As I rode back through the woods, it seemed to me about the brightest October morning that I had ever seen, even in that superb Carolina climate.

AROUND THE CAMP-FIRE

IT was a kind of off-night, the 23d of October, 1862, twenty-four hours after the battle of Pocotaligo, on the South Carolina coast.

We had to stop over there until morning, because the creek was out of its banks, and we couldn’t get across without daylight. There were only about a dozen of us, and we had to build a camp-fire under the trees.

After supper we fell to talking, and naturally we talked of war things. There wasn’t anything else to talk about then.

There was the long-legged mountaineer, with the deep voice, and the drawl in his speech which aided the suggestion that he kept his voice in his boots and had to pump it up when anything was to be said. Opposite him was the alert, rapid-speaking fellow, who had come in as a conscript and had made a superb volunteer,—a fellow who had an opinion ready made on every subject that could be mentioned, and who was accustomed to wind up most conversations with a remark so philosophical as to seem strangely out of keeping with the rest of the inconsequent things that he had said. Then there were the two mountaineers who never said anything because they never had anything to say. They had reached that point of intellectual development where the theory is accepted that there ought to be thought behind every utterance; and under this misapprehension they abstained from utterance.

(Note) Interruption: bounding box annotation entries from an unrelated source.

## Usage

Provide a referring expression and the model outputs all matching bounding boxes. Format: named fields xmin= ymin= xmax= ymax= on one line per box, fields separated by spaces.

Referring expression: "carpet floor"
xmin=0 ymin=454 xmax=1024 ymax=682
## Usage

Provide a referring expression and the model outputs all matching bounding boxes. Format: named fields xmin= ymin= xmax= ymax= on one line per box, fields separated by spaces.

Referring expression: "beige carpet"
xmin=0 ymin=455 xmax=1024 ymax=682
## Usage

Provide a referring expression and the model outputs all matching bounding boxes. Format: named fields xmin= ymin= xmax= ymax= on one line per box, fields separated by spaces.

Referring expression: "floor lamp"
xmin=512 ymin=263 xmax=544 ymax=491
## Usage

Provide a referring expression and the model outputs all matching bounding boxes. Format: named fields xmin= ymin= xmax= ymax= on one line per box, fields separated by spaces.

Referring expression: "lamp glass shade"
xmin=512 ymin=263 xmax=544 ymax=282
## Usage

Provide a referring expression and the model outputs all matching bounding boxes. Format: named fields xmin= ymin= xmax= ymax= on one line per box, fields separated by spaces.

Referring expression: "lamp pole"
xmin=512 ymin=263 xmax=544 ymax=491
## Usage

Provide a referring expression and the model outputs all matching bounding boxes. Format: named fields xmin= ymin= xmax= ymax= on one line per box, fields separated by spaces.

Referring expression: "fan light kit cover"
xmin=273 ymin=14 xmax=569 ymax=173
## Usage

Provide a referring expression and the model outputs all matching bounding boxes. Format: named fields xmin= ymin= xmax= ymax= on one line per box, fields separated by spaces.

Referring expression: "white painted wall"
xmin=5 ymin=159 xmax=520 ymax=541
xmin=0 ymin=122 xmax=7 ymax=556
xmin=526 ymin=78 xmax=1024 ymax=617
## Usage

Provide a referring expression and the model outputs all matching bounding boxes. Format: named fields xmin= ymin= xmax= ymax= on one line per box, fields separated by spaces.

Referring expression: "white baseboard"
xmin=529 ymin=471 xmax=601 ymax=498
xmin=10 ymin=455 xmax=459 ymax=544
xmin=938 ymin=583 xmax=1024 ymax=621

Joe was there, but Joe wasn’t talking that night. Joe was surly and sullen. He had had to kill his horse at Pocotaligo the day before, and all the honors he had harvested from that action had not reconciled him to the loss. The new horse he had drawn was, in his opinion, “a beast.” Of course all horses are beasts, but that isn’t precisely what Joe meant. Besides, he had received a letter from his sweetheart just before we left camp,—she’s his wife now, and the mother of his dozen or more children,—in which that young woman had expressed doubts as to whether, after all, he was precisely the kind of man to whom she ought to “give her life.” Joe was only seventeen years of age at that time, and he minded little things like that. Still again, Joe had the toothache. Besides that, we were hungry after our exceedingly scant meal of roasted sweet potatoes. Besides that, it was raining.

All the circumstances contributed to make us introspective and psychological in our conversation.

The long-legged mountaineer with the deep voice was telling some entirely inconsequent story about somebody who wasn’t known to any of us, and none of us was listening. After a while he said: “He was that sort of a feller that never felt fear in his life.”

From Joe: “There never was any such fellow.”